Agun: Munas Golkar di Bali Langgar AD/ART Partai

Jumat, 28 November 2014 — 13:17 WIB
Foto-Agun Gunandjar Sudarsa.(ist)

Foto-Agun Gunandjar Sudarsa.(ist)

JAKARTA (Pos Kota) – Politisi Partai Golkar, Agun Gunandjar Sudarsa,  menilai Munas IX Partai Golkar di Bali, melanggar AD/ART Partai, dimana penyelenggaranya diputuskan sepihak oleh ketum tanpa persetujuan rapat pleno sebagai pemegang kedaulatan tertinggi DPP yang bersifat kolektif.

“Tidak ada hak prerogatif Ketum dalam AD/ART, (Pasal 19 AD) yo pasal 36 AD), Materi Munas yang meliputi Rancangan Perubahan AD/ART, Ranc Program Umum, Rancangan Pertanggungjawaban DPP (bukan Ketum), Rancangan Tata Tertib Munas sebagaimana diatur tetang wewenang Munas di pasal 30 ayat (2) tidak pernah dibahas dan diputuskan dalam rapat pleno DPP,” katanya kepada Pos Kota, Jumat (28/11).

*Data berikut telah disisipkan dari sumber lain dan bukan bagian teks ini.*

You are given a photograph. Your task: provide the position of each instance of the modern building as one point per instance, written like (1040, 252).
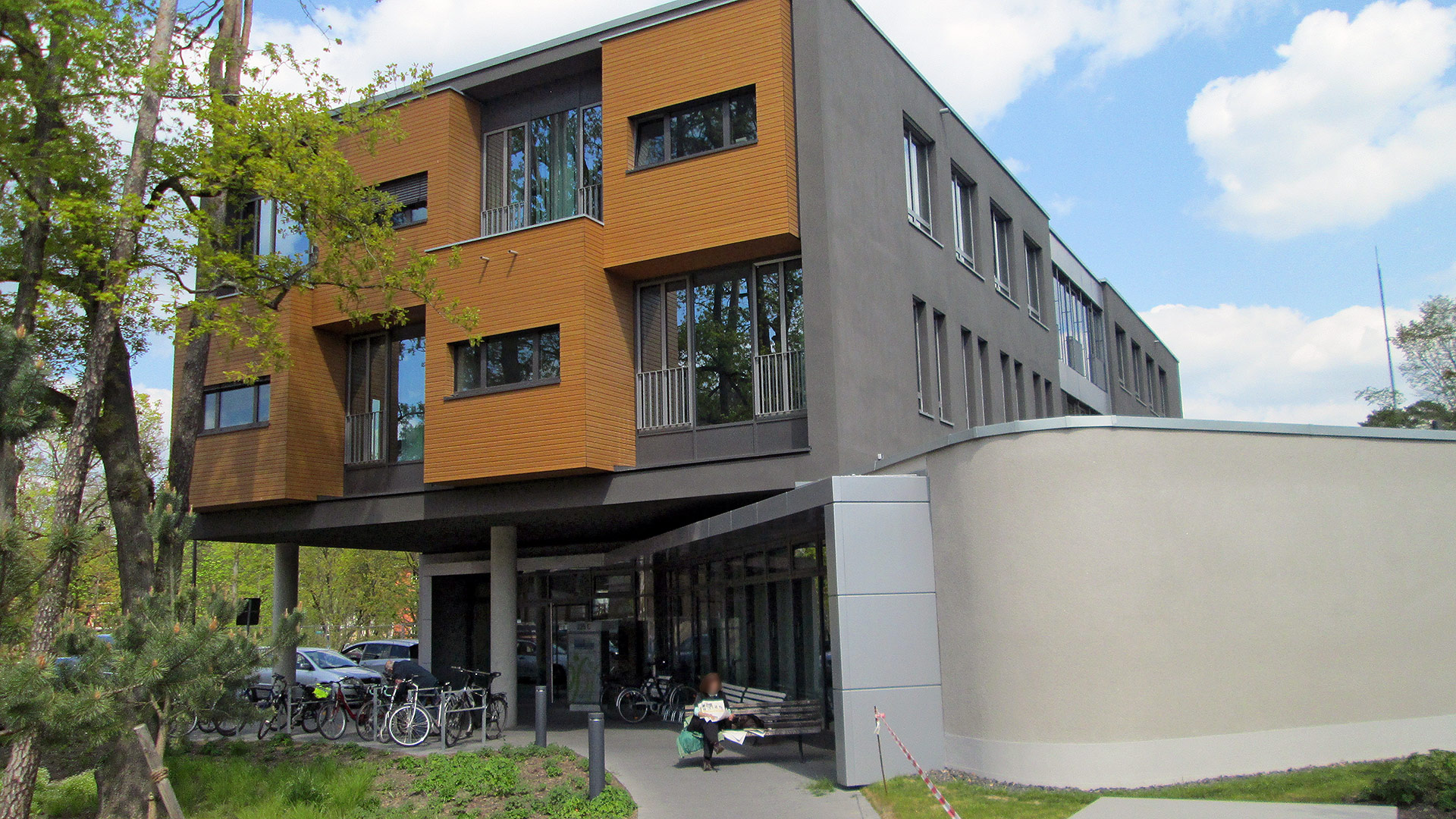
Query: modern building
(781, 373)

Rancangan pemilihan pimpinan partai, lanjutnya, sebagaimana diatur dalam pasal 45 ART sampai dengan saat ini tidak pernah dibicarakan, dibahas dan diputuskan dalam rapat Pleno DPP.

“Yang seharusnya Penyelenggara dan Materi Munas harus dibahas dan diputuskan oleh rapat pleno DPP sebagai badan pelaksana tertinggi partai yang bersifat kolektif (pasal 19. AD), oleh karena itu dalam sejarah partai golkar 50 tahun, baru pertama kali Munas diselenggarakan oleh DPP tanpa melalui mekanisme rapat pleno guna membentuk Kepanitiaan dan membahas rancangan materi munasnya,” katanya.

Ia mengatakan, bukankah suara DPP dalam forum Munas itu hanya 1, bagaimana akan 1 suara dalam menyikapi agenda sidang sidang Munas kalau anggota DPP-nya itu sendiri tidak pernah membahas dan menyepakatinya atas seluruh rancangan materi Munas.

“Dengan Demikian kami tidak mengakui dan menyatakan penyelenggaraan Munas IX di Bali melanggar AD/ART Partai, dan dengan sendirinya tidak syah, untuk itu kami meminta kepada pemerintah untuk tidak mengakui keberadaan penyelenggaraan Munas IX partai golkardi Bali dari tanggl 30 November sd 4 Desember 2014,”. Agun Gunandjar Sudarsa yang juga anggota Tim Penyelamat Partai Golkar.